Security experts at Proofpoint firm have identified a Russian-speaking cybercrime gang, dubbed Northern Gold, that has compromised more than 500,000 machines worldwide to steal users’ online credentials for major banks in the Europe and US. The experts not reveal the names of impacted organizations because law enforcement and security form are still investigating on the case.
The Northern Gold group has been active since 2008 and according Wayne Huang, VP Engineering at Proofpoint, it is a group of cyber criminals financially-motivated.
The Northern Gold is using Qbot malware to infect victim’s systems, according to the analysis published by Proofpoint the large botnet syphoned conversations, including account credentials, for roughly 800,000 online banking transactions. The variant used by the group is able to sniff online banking traffic and steal online banking credentials, as well as includes a dropper component that enable the malware to download any other malicious payload and execute it.
“Qbot (aka Qakbot) botnet of 500,000 infected systems sniffed ‘conversations’ – including account credentials – for 800,000 online banking transactions, with 59% of the sniffed sessions representing accounts at five of the largest US banks” states the report published by Proofpoint.
The Northern Gold campaigns started with the purchase of a large archive of passwords for the most popular CMSs used by the targeted websites, in the majority of cases WordPress. CMS administration credentials are precious commodities on the underground marketplaces.
“These scripts they built will take the password list and try to log in,” Huang said. “If successful, then they’ll mark the password as useful. This generates a big list of passwords. Then they would go into these websites by logging in, and hide within these websites somewhere what we call a webshell, which [acts as] a backdoor into the website.” explained Huang, which also said they will use automated tools to verify the credentials.
The infection scheme is consolidated, it is enough that victims visit a compromise website which is able to serve the proper exploit from the analysis of user’s IP address, browser type, operating system and other criteria.

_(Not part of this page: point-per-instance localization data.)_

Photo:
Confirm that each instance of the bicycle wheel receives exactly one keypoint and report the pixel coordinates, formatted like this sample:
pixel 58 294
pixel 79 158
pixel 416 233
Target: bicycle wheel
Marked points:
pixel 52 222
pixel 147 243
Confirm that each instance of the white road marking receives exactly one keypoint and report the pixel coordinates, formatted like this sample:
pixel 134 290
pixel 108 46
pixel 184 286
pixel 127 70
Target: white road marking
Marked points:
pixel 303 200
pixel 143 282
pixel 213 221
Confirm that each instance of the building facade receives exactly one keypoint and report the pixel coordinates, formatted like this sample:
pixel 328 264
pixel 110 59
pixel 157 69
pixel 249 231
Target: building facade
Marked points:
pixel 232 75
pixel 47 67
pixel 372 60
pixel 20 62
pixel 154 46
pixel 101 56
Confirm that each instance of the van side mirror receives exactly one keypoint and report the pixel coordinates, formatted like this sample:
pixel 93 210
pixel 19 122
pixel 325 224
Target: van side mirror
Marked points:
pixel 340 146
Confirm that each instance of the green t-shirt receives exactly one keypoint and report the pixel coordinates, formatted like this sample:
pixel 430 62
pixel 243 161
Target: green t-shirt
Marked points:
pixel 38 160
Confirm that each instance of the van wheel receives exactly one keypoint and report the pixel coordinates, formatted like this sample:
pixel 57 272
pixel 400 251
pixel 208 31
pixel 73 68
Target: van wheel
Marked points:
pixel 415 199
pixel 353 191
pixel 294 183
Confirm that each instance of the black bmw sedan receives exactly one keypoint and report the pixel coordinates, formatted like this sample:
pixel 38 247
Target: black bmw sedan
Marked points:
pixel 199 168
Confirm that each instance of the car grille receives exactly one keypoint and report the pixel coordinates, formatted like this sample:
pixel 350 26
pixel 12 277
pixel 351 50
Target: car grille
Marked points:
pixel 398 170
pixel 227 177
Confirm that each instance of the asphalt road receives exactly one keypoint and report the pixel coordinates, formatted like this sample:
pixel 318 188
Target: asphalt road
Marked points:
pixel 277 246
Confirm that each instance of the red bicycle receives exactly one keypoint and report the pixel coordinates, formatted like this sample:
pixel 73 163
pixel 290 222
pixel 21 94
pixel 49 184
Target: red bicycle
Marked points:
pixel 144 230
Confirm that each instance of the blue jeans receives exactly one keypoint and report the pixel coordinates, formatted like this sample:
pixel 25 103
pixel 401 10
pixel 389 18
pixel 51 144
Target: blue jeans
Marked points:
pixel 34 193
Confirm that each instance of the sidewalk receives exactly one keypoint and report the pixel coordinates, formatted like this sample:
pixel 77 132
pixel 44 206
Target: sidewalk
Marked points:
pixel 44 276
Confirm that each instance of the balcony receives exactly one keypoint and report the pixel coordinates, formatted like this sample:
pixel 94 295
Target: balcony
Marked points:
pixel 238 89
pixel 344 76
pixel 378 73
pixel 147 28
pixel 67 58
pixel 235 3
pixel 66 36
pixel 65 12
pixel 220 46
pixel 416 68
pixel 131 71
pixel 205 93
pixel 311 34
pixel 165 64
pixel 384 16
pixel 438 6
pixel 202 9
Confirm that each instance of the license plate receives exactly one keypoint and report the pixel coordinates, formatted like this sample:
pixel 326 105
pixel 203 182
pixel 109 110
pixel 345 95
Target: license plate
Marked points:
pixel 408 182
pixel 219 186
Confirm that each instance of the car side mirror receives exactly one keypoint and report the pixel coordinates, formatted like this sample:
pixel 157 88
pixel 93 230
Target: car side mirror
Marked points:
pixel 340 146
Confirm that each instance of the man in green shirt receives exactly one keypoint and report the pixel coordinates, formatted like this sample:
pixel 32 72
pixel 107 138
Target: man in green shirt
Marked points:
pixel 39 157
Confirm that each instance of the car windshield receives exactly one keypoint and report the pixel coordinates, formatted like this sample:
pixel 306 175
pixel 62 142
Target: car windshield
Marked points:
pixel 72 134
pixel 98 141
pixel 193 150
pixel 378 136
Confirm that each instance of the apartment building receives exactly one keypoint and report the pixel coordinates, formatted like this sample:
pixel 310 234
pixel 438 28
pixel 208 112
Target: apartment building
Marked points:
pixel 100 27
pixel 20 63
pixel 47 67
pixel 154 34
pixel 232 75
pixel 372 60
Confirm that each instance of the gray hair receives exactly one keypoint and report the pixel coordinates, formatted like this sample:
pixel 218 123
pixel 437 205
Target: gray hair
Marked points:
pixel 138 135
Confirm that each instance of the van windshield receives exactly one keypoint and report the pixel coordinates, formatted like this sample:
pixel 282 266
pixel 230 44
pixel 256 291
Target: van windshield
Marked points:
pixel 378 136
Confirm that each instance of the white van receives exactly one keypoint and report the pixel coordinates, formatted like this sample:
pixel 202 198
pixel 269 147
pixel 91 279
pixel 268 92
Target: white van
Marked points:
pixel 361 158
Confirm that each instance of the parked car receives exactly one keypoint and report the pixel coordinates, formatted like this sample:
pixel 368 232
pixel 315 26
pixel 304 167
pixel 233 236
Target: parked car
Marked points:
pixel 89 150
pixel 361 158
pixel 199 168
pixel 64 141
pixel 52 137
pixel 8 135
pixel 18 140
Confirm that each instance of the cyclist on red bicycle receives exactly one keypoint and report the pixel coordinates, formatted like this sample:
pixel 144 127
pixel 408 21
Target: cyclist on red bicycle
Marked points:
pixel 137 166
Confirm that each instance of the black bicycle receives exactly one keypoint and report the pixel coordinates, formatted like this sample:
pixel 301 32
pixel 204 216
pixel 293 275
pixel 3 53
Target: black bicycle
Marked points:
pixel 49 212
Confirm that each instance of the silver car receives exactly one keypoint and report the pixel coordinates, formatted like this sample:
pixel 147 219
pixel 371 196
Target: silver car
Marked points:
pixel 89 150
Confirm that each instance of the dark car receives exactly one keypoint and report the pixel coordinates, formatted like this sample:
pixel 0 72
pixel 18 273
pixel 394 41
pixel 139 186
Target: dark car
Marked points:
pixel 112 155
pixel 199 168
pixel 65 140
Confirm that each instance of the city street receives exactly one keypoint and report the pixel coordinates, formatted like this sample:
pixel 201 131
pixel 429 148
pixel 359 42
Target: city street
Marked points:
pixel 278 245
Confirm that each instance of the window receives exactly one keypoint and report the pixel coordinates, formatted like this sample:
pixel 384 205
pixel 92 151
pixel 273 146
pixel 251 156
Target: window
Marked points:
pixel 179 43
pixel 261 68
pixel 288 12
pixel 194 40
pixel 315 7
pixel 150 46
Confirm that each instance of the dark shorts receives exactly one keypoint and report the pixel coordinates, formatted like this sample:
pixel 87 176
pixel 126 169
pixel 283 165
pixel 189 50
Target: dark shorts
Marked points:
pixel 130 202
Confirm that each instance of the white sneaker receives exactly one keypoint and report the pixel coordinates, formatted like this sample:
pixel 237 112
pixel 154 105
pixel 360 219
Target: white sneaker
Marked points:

“This is to ensure the user that gets infected is someone [the attackers] want to infect, as opposed to a crawler [such as] Google,” Huang said. “If all criteria is matched, then they’ll serve an exploit. This will exploit some vulnerability inside the browser or browser plugin, and once that happens, the browser or plugin will be commanded to download the [Qbot] malware.”
Internet Explorer is the most targeted browser in the campaign run by the Northern Gold, it accounts for 82 percent of Qbot infections, the majority of infected machine runs on Windows XP (52 percent) meanwhile Windows 7 PCs account for 39 percent of infected clients.
“Qbot includes another module called “SocksFabric,” which builds up a large tunneling network based on SOCKS5,” according to the analysis. “The cybercrime group offers this network as a paid tunneling service that lets attackers a) build their own ‘private cloud’ to run encrypted communications and transfer stolen data, or b) use the compromised end points as infiltration points into targeted organizations. This service can be rented to other attackers, generating additional revenue for this cybercrime group.”
According to the experts the The Northern Gold has a very efficient traffic distribution system, which allowed the team to fly under the radar for many years.